Lists Home |
Date Index |
- To: "'XML Developers List'" <email@example.com>
- Subject: Re: [xml-dev] Constrain the Number of Occurrences of Elements in your XML Schema
- From: firstname.lastname@example.org
- Date: Fri, 05 Aug 2005 19:03:57 +0000
I'm going to come in here in agreement with those against the limits, although maybe with different reasons. Even though the intent may be good - to prevent processing overload, it seems, from what Roger said, limiting MaxOccurs and recursion often won't accomplish this in real life cases. Futhermore, the software needs to be able to deal with too-large data sets/documents anyway, no matter what the schema says, because what if someone sent you too large a document anyway?
One of the problems with the limits is that it's really hard to know how big a valid document is going to be.
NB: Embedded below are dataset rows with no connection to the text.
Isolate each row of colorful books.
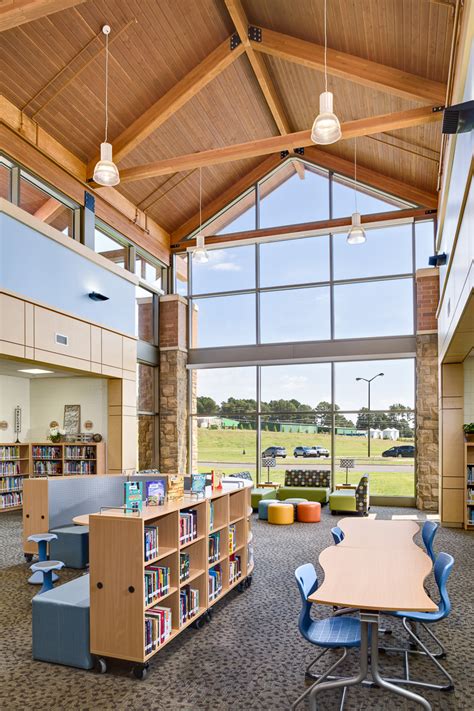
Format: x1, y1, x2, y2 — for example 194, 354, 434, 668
32, 446, 62, 459
0, 476, 23, 493
0, 462, 21, 475
229, 554, 242, 584
0, 446, 21, 461
180, 552, 190, 582
467, 464, 474, 485
229, 523, 237, 554
144, 525, 159, 561
179, 509, 198, 544
0, 491, 22, 508
180, 585, 199, 624
64, 462, 96, 474
208, 531, 220, 563
209, 564, 223, 600
144, 565, 170, 605
145, 606, 172, 653
34, 462, 62, 475
64, 446, 96, 460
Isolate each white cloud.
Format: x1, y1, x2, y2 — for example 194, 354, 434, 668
210, 262, 241, 272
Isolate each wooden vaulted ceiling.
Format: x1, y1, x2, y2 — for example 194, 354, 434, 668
1, 0, 455, 240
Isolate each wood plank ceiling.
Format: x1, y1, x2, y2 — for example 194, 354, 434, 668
1, 0, 454, 235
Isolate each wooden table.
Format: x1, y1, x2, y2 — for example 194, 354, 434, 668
335, 483, 357, 490
73, 513, 90, 525
308, 518, 436, 710
256, 482, 280, 489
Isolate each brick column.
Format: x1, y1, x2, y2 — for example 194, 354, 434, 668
159, 295, 189, 473
415, 268, 439, 511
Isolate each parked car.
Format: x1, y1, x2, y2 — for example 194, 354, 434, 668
382, 445, 415, 458
293, 446, 330, 458
262, 446, 286, 458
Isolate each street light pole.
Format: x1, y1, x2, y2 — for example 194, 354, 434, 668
356, 373, 384, 459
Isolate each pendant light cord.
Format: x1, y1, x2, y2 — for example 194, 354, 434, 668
104, 30, 109, 143
199, 166, 202, 234
354, 137, 358, 213
324, 0, 328, 94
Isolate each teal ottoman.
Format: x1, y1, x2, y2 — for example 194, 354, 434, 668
283, 497, 308, 513
50, 526, 89, 569
251, 488, 277, 511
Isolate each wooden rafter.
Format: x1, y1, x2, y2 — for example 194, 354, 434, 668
120, 106, 443, 184
87, 38, 245, 174
0, 0, 86, 32
253, 27, 447, 105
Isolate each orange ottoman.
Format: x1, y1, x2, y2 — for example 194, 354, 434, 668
297, 501, 321, 523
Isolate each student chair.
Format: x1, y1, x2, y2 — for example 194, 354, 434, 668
422, 520, 439, 562
292, 563, 362, 710
331, 526, 344, 545
382, 552, 454, 692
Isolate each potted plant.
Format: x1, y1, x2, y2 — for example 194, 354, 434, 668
48, 426, 65, 443
463, 423, 474, 442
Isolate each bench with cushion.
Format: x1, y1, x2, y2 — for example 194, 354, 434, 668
329, 475, 370, 516
277, 470, 331, 505
50, 525, 89, 569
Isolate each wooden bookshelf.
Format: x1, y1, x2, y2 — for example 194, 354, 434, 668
464, 442, 474, 530
30, 442, 105, 476
89, 482, 253, 678
0, 443, 30, 512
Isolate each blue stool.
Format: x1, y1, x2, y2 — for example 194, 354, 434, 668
28, 533, 59, 584
258, 499, 283, 520
30, 561, 65, 595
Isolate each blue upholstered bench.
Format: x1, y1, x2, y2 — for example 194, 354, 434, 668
50, 526, 89, 569
32, 574, 92, 670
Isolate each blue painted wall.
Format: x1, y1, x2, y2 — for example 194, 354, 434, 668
0, 211, 135, 335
At least, this is so for many practical documents that have lots of optional components, or that have PCDATA chunks of large but variable size. If you put in limits that restrict a single element, you could still have a document overload your processor because other parts of the document were too large or complex.
Inversely, if you restricted every part, then you might not be able to have a valid document when all the optional parts but one were very small, but that one was over the limit. In this case, the restriction would prevent you from using documents that were otherwise perfectly OK to process.
In other words, the combinatorial aspects of these limitations make it hard or impossible to apply to many practical schemas and still allow pretty large or complex documents. Naturally, some simple schemas will allow this to be done, but Roger is talking about a general rule.
Second, the limits Roger mentioned are as much imposed by a particular processing implementation as anything else. You might as well say, don't have a data set too large for memory, because a processor can't sort it efficiently. Well, yes, but all the serious databases know how to sort efficiently using the disk when the data set is too large for memory.
What Roger is proposing is just like restricting the size of a data set to the anticipated memory size of the processing computer. Really, now, when was the last time you looked to see how many data elements your database can sort? Very few people need to do that, and figure out how to deal with it.
Same for photo processing. Should we limit TIFF files to 1 GB by spec, because Photoshop might not be able to process one on a 1 GB computer? No, if I run into trouble because I don't have enough memory for my pictures, I make them smaller, get more memory, or don't try to process them. Why should it be different for schema definitions?
We all know there can be practical reasons for limiting sizes - for example, not processing a URL of indefinite length. In that example, too, the length is not constrained by the spec itself (i.e., rfc), but practical software does impose a limit.
I conclude that these kinds of schema limits should not be mandated as a general rule, though they may be good things in particular circumstances.